Swift Becomes 6th Straight IRS Micro-Captive Victory

Gavel and a stack of legal documents sitting on a wooden table

David J. Slenn | February 07, 2024 |

Gavel and a stack of legal documents sitting on a wooden table

On February 1, 2024, Judge Patrick J. Urda continued the Tax Court trend of disallowing deductions for premiums paid to micro-captives in Swift v. Commissioner, Nos. 13705–16, 5354–18, 11261–19, 2024 Tax Ct. Memo LEXIS 13, at *1 (T.C. Feb. 1, 2024). Following is a brief summary of the case along with some statistical observations, with a more detailed analysis forthcoming.

Swift

In Swift, the Internal Revenue Service (IRS) disallowed deductions for premiums paid to a micro-captive insurance company and imposed accuracy-related penalties. The taxpayers included a physician who utilized captives for his medical practice, which included more than a dozen urgent care centers and physical rehabilitation facilities in and around San Antonio, Texas. Per Swift's Tax Court petition, the premiums at issue "were made to purchase insurance coverage for certain aspects of Petitioners' medical practice." The program also utilized a risk pool, and there were nonmedical malpractice policies issued (as the IRS alleged) "to meet the 30 percent perceived IRS requirement."

While the end result is not particularly surprising, some aspects of Judge Urda's rationale will continue to be troublesome for pending cases moving toward a Tax Court decision. These issues relate to the ability to set a tax-motivated premium percentage split between related and unrelated risk for purposes of risk pool operations. Another important issue pertains to whether the law of large numbers can ever be satisfied by an 831(b)-electing captive. With each 831(b) decision, the sufficient risk exposure threshold continues to move upward toward the amounts set forth in favorable taxpayer decisions. "The Swift captives' six or nine policies covered an operation spanning approximately 28 locations (as of 2015) and a workforce that ranged between 530 (2012) and 341 (2015) workers during the years at issue, including its independent-contractor physicians. The Swift captives' risk exposure pales in comparison with that we have deemed satisfactory for the law of large numbers to apply." While one can certainly argue the election is nonsensical if it can never be made, the Tax Court's response has not been "it can never be made" but all the more so, "you haven't reached the minimum threshold."

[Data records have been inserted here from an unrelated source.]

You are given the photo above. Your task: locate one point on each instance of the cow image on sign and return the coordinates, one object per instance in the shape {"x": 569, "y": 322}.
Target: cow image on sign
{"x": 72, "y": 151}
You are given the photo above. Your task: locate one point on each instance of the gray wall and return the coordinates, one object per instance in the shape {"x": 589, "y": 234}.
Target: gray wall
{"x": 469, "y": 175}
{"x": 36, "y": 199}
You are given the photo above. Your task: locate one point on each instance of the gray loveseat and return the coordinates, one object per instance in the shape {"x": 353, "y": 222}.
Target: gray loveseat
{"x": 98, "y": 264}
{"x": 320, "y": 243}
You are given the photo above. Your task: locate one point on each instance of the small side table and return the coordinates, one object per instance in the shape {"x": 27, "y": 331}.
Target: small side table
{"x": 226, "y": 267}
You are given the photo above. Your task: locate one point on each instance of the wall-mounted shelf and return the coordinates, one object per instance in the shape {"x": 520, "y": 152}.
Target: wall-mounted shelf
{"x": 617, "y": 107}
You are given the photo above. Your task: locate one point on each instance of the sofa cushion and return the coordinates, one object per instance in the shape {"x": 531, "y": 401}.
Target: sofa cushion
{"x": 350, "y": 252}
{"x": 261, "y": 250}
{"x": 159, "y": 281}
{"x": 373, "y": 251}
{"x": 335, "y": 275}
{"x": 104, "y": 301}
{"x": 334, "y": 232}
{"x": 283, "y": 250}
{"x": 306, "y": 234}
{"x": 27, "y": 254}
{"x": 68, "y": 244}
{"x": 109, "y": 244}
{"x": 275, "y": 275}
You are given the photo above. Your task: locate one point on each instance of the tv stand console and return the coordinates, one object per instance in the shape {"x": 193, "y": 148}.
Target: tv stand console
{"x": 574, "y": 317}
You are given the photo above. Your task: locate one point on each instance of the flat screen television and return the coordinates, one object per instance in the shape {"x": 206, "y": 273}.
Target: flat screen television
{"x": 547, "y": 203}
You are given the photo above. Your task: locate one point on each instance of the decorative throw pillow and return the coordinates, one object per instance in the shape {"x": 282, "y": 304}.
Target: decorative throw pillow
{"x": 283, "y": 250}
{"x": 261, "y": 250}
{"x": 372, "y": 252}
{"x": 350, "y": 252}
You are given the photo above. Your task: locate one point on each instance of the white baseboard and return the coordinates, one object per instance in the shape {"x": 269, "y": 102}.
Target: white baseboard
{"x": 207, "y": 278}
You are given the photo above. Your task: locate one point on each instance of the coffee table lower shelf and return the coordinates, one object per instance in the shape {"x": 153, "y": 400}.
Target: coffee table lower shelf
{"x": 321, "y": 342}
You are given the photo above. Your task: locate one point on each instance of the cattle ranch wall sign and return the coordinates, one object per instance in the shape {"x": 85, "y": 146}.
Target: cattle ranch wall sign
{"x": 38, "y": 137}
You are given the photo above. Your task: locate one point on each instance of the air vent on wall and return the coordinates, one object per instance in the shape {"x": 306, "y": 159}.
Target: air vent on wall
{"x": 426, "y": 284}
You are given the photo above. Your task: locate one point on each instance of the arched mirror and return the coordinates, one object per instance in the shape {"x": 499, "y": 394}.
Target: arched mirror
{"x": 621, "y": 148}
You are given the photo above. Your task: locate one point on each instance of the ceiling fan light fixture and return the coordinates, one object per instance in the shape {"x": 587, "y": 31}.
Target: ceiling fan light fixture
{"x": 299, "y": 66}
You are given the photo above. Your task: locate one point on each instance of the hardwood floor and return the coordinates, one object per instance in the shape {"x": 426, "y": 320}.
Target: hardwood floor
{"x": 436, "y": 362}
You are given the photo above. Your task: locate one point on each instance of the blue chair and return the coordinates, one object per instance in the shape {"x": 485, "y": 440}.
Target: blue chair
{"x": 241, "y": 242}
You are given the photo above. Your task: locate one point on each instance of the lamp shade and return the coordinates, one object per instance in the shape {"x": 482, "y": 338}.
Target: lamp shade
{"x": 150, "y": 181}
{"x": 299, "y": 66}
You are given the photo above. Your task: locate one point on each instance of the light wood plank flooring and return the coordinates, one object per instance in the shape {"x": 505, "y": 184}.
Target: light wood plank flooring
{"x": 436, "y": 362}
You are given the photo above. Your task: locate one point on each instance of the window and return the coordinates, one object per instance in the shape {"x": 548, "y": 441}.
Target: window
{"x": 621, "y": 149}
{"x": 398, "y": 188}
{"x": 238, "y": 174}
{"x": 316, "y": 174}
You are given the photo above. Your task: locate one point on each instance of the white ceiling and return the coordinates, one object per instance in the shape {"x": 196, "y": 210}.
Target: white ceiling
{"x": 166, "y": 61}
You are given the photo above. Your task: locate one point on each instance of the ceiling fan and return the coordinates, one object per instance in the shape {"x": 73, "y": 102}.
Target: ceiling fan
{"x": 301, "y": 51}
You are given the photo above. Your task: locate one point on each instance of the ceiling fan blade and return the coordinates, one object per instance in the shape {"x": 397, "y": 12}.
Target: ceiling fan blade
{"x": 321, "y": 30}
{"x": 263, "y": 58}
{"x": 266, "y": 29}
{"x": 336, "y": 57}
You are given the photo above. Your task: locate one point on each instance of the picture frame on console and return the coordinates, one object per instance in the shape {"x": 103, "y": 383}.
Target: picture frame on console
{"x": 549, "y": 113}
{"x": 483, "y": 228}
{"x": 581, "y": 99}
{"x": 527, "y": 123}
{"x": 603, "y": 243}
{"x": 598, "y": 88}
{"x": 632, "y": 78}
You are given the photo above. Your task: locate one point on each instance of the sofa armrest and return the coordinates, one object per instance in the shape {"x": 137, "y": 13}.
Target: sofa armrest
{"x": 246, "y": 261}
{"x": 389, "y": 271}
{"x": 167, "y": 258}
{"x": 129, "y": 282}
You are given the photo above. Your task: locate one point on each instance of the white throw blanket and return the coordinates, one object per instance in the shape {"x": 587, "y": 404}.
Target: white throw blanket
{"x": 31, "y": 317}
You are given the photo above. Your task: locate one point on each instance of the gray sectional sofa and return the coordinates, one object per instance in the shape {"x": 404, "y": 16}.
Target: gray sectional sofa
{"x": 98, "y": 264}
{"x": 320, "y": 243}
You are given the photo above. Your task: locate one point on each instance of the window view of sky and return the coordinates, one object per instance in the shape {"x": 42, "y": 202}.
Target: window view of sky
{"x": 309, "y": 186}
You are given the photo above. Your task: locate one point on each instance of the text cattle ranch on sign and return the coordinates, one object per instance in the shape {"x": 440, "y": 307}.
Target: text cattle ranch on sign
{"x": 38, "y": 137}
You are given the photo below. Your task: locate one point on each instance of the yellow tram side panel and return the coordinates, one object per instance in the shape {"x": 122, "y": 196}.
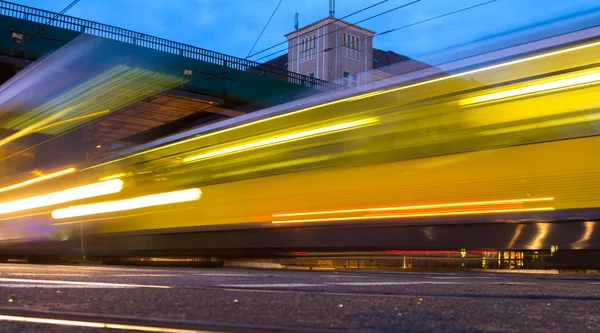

Through six opinions, there has yet to be a successful IRS assertion of nondisclosure of noneconomic substance penalties, or a Tax Court ruling on economic substance grounds. Interestingly, Judge Urda also found the invalid 953(d) election resulted in income to the foreign captives. In prior cases, the domestic insured (as a petitioner in Tax Court) would be found liable for failure to withhold on payments made to the foreign corporation, where the IRS successfully argued such payments were fixed or determinable annual or periodical gains, profits, and income received from US sources but not effectively connected with the conduct of a trade or business within the United States. "Therefore, the Swift captives' section 953(d) election is likewise invalid for the tax years at issue. We sustain the Commissioner's determinations with respect to the Swift captives, so the Swift captives must recognize the premiums they received as income for the years at issue."

Swift does not only reflect the IRS's sixth straight victory over micro-captive controversies taken to a decision. While the taxpayers in the first three micro-captive cases (Avrahami, Reserve Mechanical, and Syzygy) managed to avoid accuracy-related penalties, Swift reflects the third case in a row where the Tax Court upheld such penalties. On a slightly more positive note, it should be noted that although the IRS initially sought a 40 percent nondisclosure of noneconomic substance penalty in Swift under 6662(i), the IRS later conceded on this point. 

The decision to challenge an adverse IRS determination involving micro-captive deductions continues to be a substantial investment in time and money. The time between petition and opinion can take several years. The micro-captive battle requires the use of experts and at least a 1-week trial. All of this necessitates a cost-benefit analysis. Consequently, the merits of the case and potential for settlement should be compared to the litigation cost and potential outcome.